Deep Tissue Massage, also known as Neuromuscular Therapy, is a highly specialized form of manual therapy that aides in correcting pain and dysfunction. Focusing on trigger points, muscle adhesions, and fascial patterns. These things can form due to trauma, repetitive movements and postural habits. This type of massage is considered deep tissue because the therapist is working with muscles under the superficial layers. However, it is not supposed to be painful. There may be some discomfort but that should be communicated to the therapist.
In order to reach the deep muscle tissue, the therapist will massage layer by layer of muscle, applying more pressure as needed to reach and stretch that deep tissue.
This type of massage facilitates healing by releasing contracted areas of muscle and tissue. It can help increase blood flow to the soft tissues and may help to reduce inflammation. This type of massage should help in improving the client's range of motion and help with chronic pain.
Multiple appointments may be needed to achieve lasting results.
Before a deep tissue massage, you will discuss your problem areas with your therapist. A deep tissue massage can be full-body or focused only on one area depending on the time available. You will begin lying on your back or stomach and under a sheet. It’s up to you to determine your level of undress.

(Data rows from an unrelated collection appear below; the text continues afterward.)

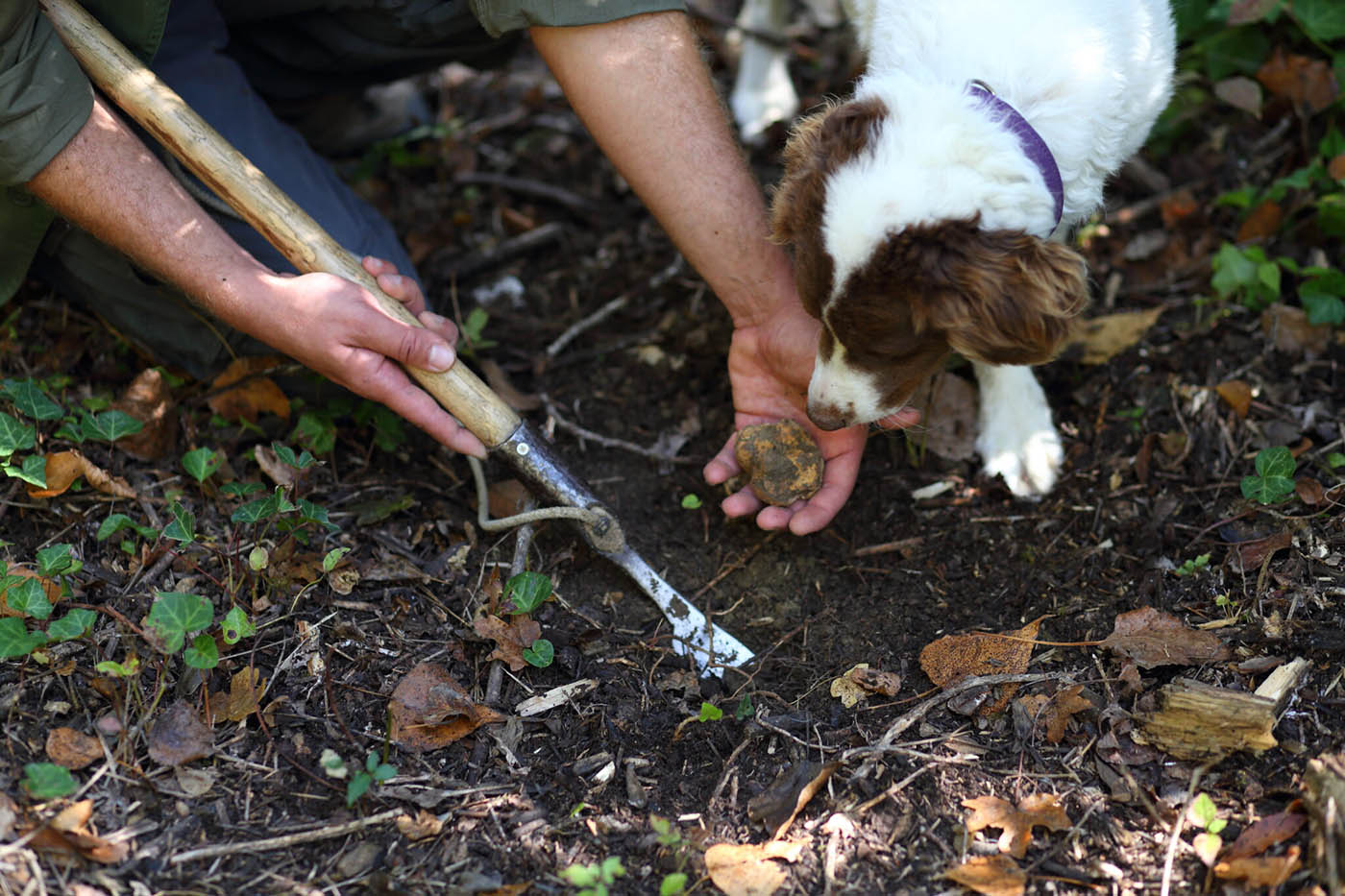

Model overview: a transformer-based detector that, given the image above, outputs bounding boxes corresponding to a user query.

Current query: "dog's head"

[772,100,1088,429]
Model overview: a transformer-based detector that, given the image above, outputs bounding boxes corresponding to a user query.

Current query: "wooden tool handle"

[39,0,519,448]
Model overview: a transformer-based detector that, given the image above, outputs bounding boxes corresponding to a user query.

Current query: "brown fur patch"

[770,100,888,319]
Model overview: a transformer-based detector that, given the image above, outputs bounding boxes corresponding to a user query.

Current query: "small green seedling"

[1243,446,1298,504]
[561,856,625,896]
[23,763,80,801]
[1173,554,1210,576]
[1186,792,1228,866]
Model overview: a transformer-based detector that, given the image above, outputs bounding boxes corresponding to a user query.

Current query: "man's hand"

[257,258,485,457]
[705,306,918,536]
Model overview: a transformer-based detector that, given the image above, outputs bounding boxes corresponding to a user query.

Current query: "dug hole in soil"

[0,13,1345,893]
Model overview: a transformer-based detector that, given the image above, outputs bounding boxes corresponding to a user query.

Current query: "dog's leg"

[729,0,799,142]
[974,363,1064,499]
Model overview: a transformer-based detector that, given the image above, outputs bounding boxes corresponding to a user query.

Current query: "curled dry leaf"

[747,762,841,836]
[705,839,803,896]
[149,699,215,765]
[1214,846,1301,888]
[962,794,1073,859]
[472,614,542,671]
[387,664,504,751]
[1102,607,1230,668]
[206,355,289,423]
[942,853,1028,896]
[920,617,1045,715]
[111,367,178,460]
[47,728,102,771]
[28,449,135,497]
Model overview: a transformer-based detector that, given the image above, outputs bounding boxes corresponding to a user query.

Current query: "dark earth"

[0,9,1345,895]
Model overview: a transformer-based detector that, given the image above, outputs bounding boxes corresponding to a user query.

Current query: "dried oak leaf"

[747,762,841,838]
[47,728,102,771]
[962,794,1073,859]
[1224,811,1308,862]
[920,617,1045,715]
[1214,846,1301,888]
[705,839,803,896]
[209,667,266,725]
[1102,607,1230,668]
[111,367,178,460]
[472,614,542,671]
[387,664,504,751]
[149,699,215,765]
[942,853,1028,896]
[206,355,289,423]
[28,449,135,497]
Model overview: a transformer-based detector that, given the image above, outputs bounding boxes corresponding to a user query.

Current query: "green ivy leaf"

[504,571,551,614]
[81,410,145,441]
[47,608,98,641]
[524,638,555,668]
[0,412,37,457]
[219,607,257,645]
[145,591,215,654]
[182,448,225,484]
[23,763,80,801]
[4,576,51,618]
[182,635,219,668]
[0,617,47,659]
[4,379,66,420]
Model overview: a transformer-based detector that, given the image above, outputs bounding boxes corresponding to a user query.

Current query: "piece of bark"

[1137,678,1279,761]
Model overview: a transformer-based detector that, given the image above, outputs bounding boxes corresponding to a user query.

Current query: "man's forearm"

[532,12,794,326]
[28,100,272,324]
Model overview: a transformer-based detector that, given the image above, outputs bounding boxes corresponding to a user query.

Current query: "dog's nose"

[808,402,850,432]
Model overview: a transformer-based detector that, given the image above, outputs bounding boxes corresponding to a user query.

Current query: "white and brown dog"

[747,0,1174,496]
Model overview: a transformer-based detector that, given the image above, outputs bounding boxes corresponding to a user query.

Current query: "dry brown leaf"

[920,617,1045,715]
[209,667,266,725]
[1236,199,1284,242]
[1066,308,1163,365]
[148,699,215,765]
[47,728,102,771]
[206,355,289,423]
[705,839,803,896]
[111,367,178,460]
[747,762,841,838]
[1261,302,1332,358]
[472,614,542,671]
[387,664,503,751]
[397,809,444,839]
[1102,607,1230,668]
[1214,846,1301,888]
[1224,811,1308,862]
[1257,47,1339,115]
[28,449,135,497]
[942,853,1028,896]
[909,372,978,460]
[1214,379,1252,420]
[962,794,1073,859]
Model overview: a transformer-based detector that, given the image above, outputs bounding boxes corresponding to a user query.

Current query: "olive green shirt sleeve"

[471,0,686,37]
[0,0,93,185]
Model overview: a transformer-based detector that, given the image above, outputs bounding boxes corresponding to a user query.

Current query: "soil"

[0,15,1345,893]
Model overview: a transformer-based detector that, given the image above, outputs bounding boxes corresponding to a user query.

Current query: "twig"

[168,809,403,865]
[538,392,699,464]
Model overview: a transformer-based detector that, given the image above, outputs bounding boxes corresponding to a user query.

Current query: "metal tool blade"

[495,423,752,674]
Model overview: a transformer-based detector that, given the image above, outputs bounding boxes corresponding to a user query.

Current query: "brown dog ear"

[887,219,1088,365]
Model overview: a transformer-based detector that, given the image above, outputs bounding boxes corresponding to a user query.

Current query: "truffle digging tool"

[39,0,752,672]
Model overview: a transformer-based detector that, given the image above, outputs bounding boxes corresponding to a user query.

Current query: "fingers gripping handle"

[39,0,519,448]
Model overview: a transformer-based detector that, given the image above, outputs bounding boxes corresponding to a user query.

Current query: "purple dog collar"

[967,81,1065,230]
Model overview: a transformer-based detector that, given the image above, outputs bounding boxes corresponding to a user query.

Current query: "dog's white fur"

[740,0,1174,496]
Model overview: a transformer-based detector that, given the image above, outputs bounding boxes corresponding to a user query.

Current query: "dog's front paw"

[976,367,1065,500]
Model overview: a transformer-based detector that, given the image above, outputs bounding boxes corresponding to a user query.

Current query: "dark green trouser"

[34,0,510,379]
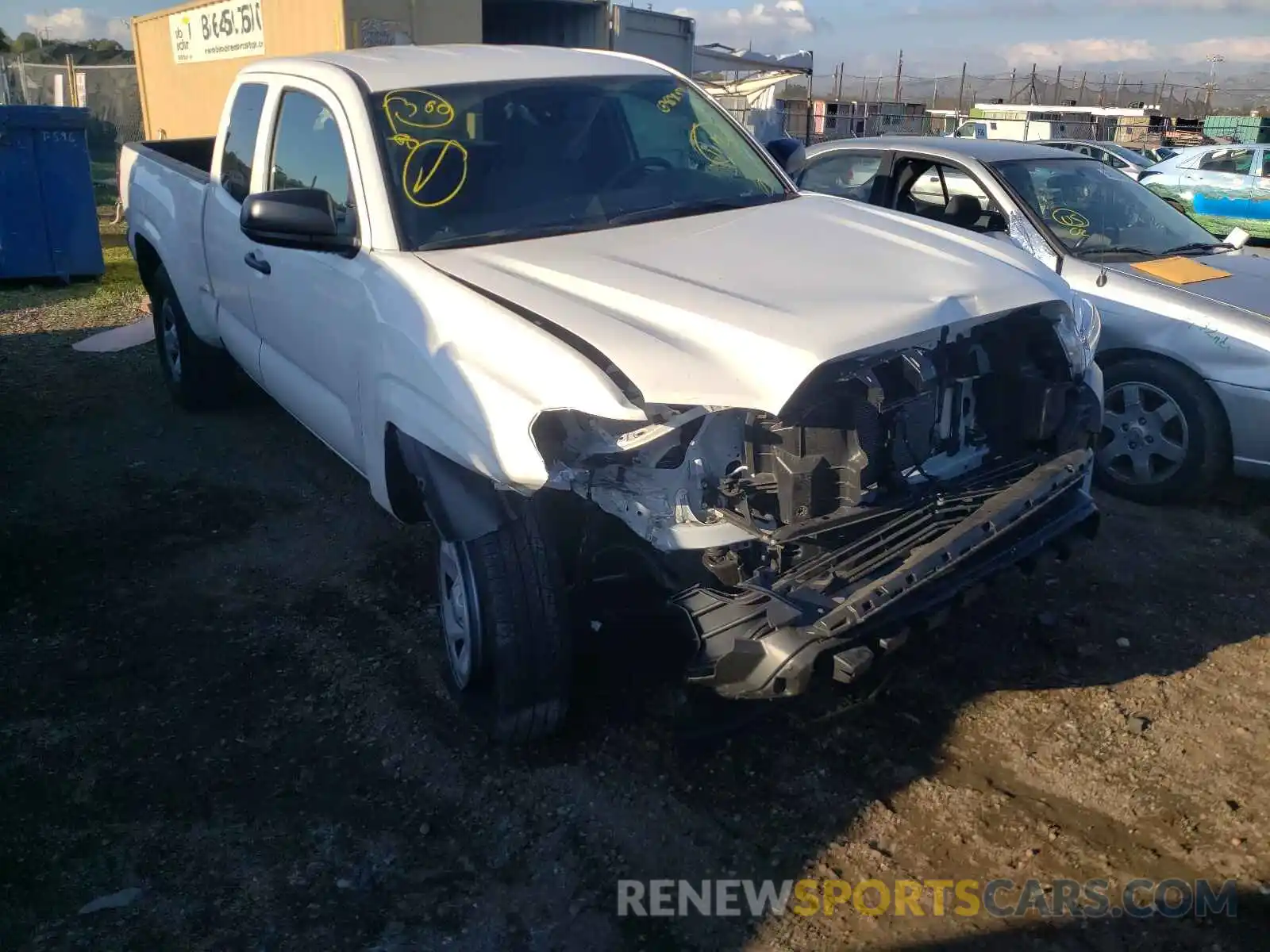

Deep tissue massages begin as a more traditional relaxation massage. After the muscles are warmed up, your massage therapist will begin to work deep into your problem areas.
In addition to their palms, finger tips, and knuckles, your therapist may use their forearms or elbows to increase pressure.
It’s important to be open with your massage therapist about the level of pressure and discomfort you wish to endure. This may be different for certain areas and throughout the massage. Feel free to communicate with your massage therapist before and during the massage.